1. Okay, today I wrote a simple LZ77 based compressor. There is no super results to share, however, this compressor works!

For decompression we need only buffer size + memory needed for literal/offset models = ~1 MB total memory usage. Two problems and differences from ROLZ:
1. We must drop the short matches at long distances
2. How to encode match position

Current solutions:
1. I make some threshold for a few matches:
if (maxlen == 3 && pos >= (1 << 12))
maxlen = 0;
if (maxlen == 4 && pos >= (1 << 14))
maxlen = 0;
if (maxlen == 5 && pos >= (1 << 16))
maxlen = 0;
if (maxlen == 6 && pos >= (1 << 1 )
maxlen = 0;
Or something like that...

Note that I use 1 MB buffer. And in this experimental version I encode each buffer separetely.

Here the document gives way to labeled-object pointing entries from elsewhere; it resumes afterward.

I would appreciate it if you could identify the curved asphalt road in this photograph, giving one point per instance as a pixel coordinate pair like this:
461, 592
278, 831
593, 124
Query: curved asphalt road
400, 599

2. For literals I use a bit-oriented arithmetic encoder.

Literals/Match lengths as with LZH represents one alphabet:
0...255 - literals
256...511 - match lengths from 3 to 258

So, how to encode position? Note that we have (1 << 20) or 1 MB of values. With this version I use the 20-bit alphabet - i.e. each bit of match position encoded separetely (as with symbols). I think this is a bad approach, however the idea is interesting...  2. Again, I can add some tricks from RAR:
if (Distance>=0x2000)
{
Length++;
if (Distance>=0x40000L)
Length++;
}  3. if (Distance>=0x101)
{
Length++;
if (Distance>=0x2000)
{
Length++;
if (Distance>=0x40000)
Length++;
}
} 4. Originally Posted by encode
So, how to encode position? Note that we have (1 << 20) or 1 MB of values.
This is very easy. Just use some kind of bin/exp coding. Should look something like this:

void code(int c)
{
if (c<20)
put(c+20);
else
{
int b;
c-=20;
for (b=1;c>=(1<<b); )
c-=1<<b++;
put(b-1);
store_bits(c,b)
}
}

Note, that you can use different bins sizes. And you can speed the bin searching up (binary search). But as always, this only makes sense if there are enough bins. Put(..) uses a 40 symbol alphabet. 5. I know about trees, for example, deflate uses something like this. I use a binary arithmetic encoder. What do you think - is it worth to use some kind of modelling for match positions - i.e. keep counters etc. or just use binary tree?  6. encoder.Encode(1, (PSCALE / 2)); // store bit 1 7. AFAIK, original ROLZ uses a binary three for match indexes (with ROLZ2/ROLZ3 we have up to 64000 indexes).

Okay, do you know any efficient algorithm for such binary code generation, say for 1, 2 or 4 MB positions?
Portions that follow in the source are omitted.